Alle spalle la storica piazza del Duomo, quella con la cattedrale di sant’Agata e con “u Liotru”, il simbolo di Catania, ovvero, la statua in pietra lavica del famoso elefante. Di fronte la storica asse cittadina, la via Etnea che punta dritto e sale verso l’imponente vulcano. In mezzo piazza Università, amplissima, quadrata; e al centro di questo arioso spazio tardo-barocco un altrettanto quadrato, enorme palco, 16 x 16, tutto bianco e che ospita nel suo punto centrale due batterie, rivolte ai due lati opposti della piazza. È quasi sera quando i due batteristi si siedono, si danno le spalle e squarciano improvvisamente l’afa con potenti colpi che invadono lo spazio e creano un frenetico ritmo jazz calamitante e centripeto. Vanno avanti così per alcuni minuti ipnotizzando gli avventori occasionali. Quando la rutilante sequenza sonora si chiude si alza immediatamente una voce. È quella del prof. Michele Trimarchi dell’Università di Bologna che, in modo nient’affatto accademico, condivide con gli astanti una riflessione sulla conquista fisica ed emotiva degli spazi della città e invita a vedere e a vivere “uno spettacolo non efficiente, ma efficace”. In realtà si rivelerà precisa e con una coreografia rigorosa nella sua complessità e poliedricità, la performance di danza che ne seguirà e che sarà sostenuta, provocata, esaltata dal costante ritmo dei due batteristi (gli straordinari Francesco Cusa e Bernardo Guerra) e intervallata da altre due argute e lapidarie osservazioni (ad opera dei professori Enrico Pitozzi e Stefano Tomassini) sul tema dell’esilio e dell’arte che abita l’incompiuto e il disequilibrio.

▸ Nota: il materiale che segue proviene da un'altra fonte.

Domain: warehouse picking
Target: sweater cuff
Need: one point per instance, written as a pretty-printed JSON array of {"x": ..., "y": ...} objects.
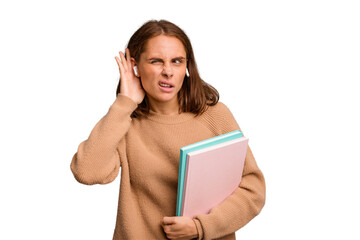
[{"x": 199, "y": 229}]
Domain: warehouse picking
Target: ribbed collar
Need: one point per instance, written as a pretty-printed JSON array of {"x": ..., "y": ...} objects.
[{"x": 170, "y": 119}]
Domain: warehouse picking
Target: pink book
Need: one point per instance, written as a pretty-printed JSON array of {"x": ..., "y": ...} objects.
[{"x": 212, "y": 174}]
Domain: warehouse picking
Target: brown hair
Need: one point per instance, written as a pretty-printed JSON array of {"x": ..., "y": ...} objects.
[{"x": 195, "y": 94}]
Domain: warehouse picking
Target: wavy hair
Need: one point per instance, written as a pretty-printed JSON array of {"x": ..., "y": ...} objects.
[{"x": 195, "y": 94}]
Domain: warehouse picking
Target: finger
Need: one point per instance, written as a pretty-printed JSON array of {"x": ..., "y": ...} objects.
[
  {"x": 121, "y": 68},
  {"x": 168, "y": 220},
  {"x": 128, "y": 57},
  {"x": 123, "y": 60}
]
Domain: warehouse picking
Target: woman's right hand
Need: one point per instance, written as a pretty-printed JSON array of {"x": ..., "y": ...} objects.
[{"x": 130, "y": 85}]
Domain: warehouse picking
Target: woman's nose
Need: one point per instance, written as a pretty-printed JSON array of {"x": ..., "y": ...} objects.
[{"x": 167, "y": 71}]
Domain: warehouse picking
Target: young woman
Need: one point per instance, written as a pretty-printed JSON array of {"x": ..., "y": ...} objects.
[{"x": 162, "y": 104}]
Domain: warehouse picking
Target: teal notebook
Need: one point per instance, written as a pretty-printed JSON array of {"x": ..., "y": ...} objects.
[{"x": 194, "y": 147}]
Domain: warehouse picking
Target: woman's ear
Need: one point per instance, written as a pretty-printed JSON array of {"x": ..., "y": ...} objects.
[{"x": 134, "y": 67}]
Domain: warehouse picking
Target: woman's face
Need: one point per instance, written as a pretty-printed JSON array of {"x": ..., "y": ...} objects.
[{"x": 162, "y": 69}]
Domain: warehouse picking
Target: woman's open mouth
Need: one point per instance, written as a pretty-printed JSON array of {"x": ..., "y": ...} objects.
[{"x": 165, "y": 86}]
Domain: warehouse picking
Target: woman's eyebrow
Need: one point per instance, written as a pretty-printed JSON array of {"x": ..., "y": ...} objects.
[
  {"x": 160, "y": 59},
  {"x": 153, "y": 58}
]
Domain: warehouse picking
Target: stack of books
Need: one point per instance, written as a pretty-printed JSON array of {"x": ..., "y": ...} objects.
[{"x": 209, "y": 172}]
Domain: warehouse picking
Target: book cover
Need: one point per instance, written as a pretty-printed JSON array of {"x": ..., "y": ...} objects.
[
  {"x": 212, "y": 174},
  {"x": 194, "y": 147}
]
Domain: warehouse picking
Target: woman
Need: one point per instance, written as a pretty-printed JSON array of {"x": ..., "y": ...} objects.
[{"x": 162, "y": 104}]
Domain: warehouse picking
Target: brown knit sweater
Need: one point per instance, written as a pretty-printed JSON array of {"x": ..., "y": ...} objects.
[{"x": 148, "y": 151}]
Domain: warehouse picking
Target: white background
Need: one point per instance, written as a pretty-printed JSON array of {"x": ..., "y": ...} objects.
[{"x": 288, "y": 70}]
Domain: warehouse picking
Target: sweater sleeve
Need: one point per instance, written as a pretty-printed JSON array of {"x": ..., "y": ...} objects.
[
  {"x": 247, "y": 200},
  {"x": 97, "y": 159}
]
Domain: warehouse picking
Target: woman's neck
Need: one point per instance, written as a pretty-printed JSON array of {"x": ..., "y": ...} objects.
[{"x": 165, "y": 108}]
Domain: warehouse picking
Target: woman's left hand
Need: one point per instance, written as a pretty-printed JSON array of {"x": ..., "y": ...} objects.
[{"x": 179, "y": 228}]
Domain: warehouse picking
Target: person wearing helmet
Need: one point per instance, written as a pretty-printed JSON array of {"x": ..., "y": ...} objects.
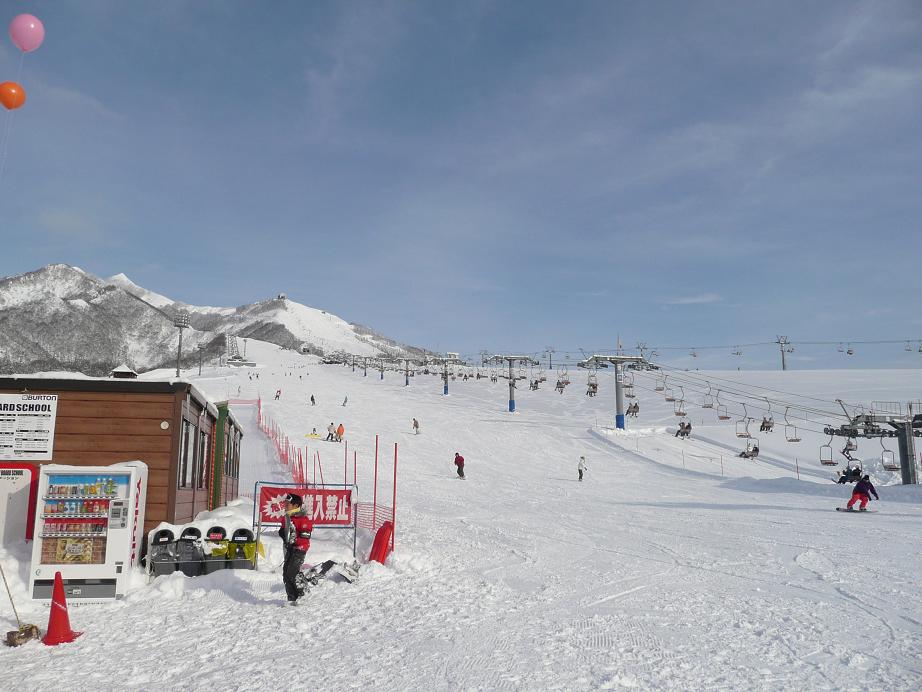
[
  {"x": 863, "y": 489},
  {"x": 295, "y": 533}
]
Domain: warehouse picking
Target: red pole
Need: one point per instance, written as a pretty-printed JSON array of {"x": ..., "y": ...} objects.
[
  {"x": 394, "y": 500},
  {"x": 374, "y": 497}
]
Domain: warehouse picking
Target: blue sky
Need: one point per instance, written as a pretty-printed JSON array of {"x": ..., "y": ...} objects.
[{"x": 499, "y": 175}]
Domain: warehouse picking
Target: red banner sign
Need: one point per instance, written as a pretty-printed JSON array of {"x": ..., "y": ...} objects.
[{"x": 323, "y": 506}]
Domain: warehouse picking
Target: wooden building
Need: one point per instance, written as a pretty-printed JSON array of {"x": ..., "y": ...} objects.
[{"x": 190, "y": 445}]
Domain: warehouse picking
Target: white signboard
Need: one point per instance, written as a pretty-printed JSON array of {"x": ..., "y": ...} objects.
[{"x": 27, "y": 426}]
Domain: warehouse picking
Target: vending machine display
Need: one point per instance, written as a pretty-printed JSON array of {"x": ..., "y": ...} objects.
[{"x": 88, "y": 526}]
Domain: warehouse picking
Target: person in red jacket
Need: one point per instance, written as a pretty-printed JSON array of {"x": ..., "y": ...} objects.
[
  {"x": 863, "y": 489},
  {"x": 296, "y": 537}
]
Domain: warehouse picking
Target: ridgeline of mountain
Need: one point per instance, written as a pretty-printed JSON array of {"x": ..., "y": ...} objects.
[{"x": 62, "y": 318}]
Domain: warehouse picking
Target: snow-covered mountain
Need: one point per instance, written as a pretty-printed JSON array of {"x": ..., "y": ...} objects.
[{"x": 63, "y": 318}]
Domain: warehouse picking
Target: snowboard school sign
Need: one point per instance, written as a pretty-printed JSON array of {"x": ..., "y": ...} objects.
[{"x": 27, "y": 426}]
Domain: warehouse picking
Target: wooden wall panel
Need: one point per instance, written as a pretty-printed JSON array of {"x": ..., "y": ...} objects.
[
  {"x": 154, "y": 460},
  {"x": 115, "y": 409},
  {"x": 111, "y": 443},
  {"x": 109, "y": 426},
  {"x": 123, "y": 397}
]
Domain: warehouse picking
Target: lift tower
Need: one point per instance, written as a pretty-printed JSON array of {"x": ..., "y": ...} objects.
[
  {"x": 618, "y": 362},
  {"x": 445, "y": 362},
  {"x": 512, "y": 360},
  {"x": 902, "y": 426}
]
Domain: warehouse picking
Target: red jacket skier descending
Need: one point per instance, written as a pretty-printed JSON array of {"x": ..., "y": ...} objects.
[{"x": 863, "y": 488}]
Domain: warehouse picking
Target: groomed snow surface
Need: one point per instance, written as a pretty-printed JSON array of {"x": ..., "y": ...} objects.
[{"x": 655, "y": 572}]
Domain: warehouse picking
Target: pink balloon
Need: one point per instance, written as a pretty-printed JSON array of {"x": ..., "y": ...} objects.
[{"x": 27, "y": 32}]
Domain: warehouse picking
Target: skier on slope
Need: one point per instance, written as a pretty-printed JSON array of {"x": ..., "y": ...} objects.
[
  {"x": 295, "y": 533},
  {"x": 863, "y": 488}
]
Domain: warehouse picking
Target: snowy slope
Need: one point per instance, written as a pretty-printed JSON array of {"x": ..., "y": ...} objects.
[{"x": 646, "y": 575}]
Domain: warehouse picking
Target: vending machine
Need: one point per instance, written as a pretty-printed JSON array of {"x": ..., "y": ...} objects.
[{"x": 89, "y": 525}]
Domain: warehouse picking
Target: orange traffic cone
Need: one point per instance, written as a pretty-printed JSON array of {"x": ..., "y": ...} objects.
[{"x": 59, "y": 631}]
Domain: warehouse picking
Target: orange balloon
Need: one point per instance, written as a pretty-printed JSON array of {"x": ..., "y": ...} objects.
[{"x": 12, "y": 96}]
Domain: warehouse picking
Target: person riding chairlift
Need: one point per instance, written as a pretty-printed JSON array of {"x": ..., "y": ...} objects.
[{"x": 849, "y": 447}]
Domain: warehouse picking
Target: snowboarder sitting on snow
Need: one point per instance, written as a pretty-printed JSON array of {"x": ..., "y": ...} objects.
[
  {"x": 295, "y": 533},
  {"x": 863, "y": 488}
]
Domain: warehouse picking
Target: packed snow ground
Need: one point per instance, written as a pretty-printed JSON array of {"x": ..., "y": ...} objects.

Questo è solo l’inizio di Lava Bubbles, “bolle di lava”, un evento appositamente pensato per Catania e per il “Festival I Art”, con cui si sono conclusi i festeggiamenti per il venticinquesimo anniversario dalla fondazione di un’eccellenza della danza contemporanea del sud, la Compagnia Zappalà, che di recente ha ottenuto l’importante riconoscimento ministeriale di “Centro di produzione” dopo che per un quarto di secolo il suo fondatore e coreografo Roberto Zappalà, dalla sua residenza e fucina creativa “Scenario Pubblico”, ha svolto un prezioso lavoro di creazione e diffusione artistica da sempre innervato nel territorio. Ed è accaduto anche con la prima assoluta di Lava Bubbles, un vero e proprio “happening” che enfatizza il rapporto inestricabile fra la forma artistica e quella urbanistica. L’arte volutamente non è relegata nei confini scenici tradizionali ma è pensata per invadere lo spazio quotidiano, così come fanno i 12 danzatori che in questo caso occupano il palco bianco progressivamente e lentamente, tutti vestiti di rosso fuoco e nero lavico.

L’evocazione dell’Etna è lapalissiana ma sorprendente è assistere alla traduzione corporea che ne fa la coreografia di Zappalà. I ballerini producono assoli, duetti, terzetti, quartetti, o gruppi corali che si creano e dissolvono costantemente senza soluzione di continuità. I movimenti sono disarticolati o acrobatici, fluidi o tarantolati; i danzatori occupano tutto lo spazio o corrono lungo il perimetro, si fermano, ripartono; non c’è nulla di prevedibile, sono bolle, polimorfe e inimitabili, potenti e spontanee, istantanee o dilatate. Insomma è un ribollire magmatico, una continua eruzione vulcanica che sembra spontanea ma scaturisce in realtà da un nucleo profondo di energia ancestrale e incommensurabile. Un inno alla vita che avvince e affascina i non più occasionali spettatori i quali, dopo un’ora di performance, chiedono: “ma lo rifanno? E quando?”.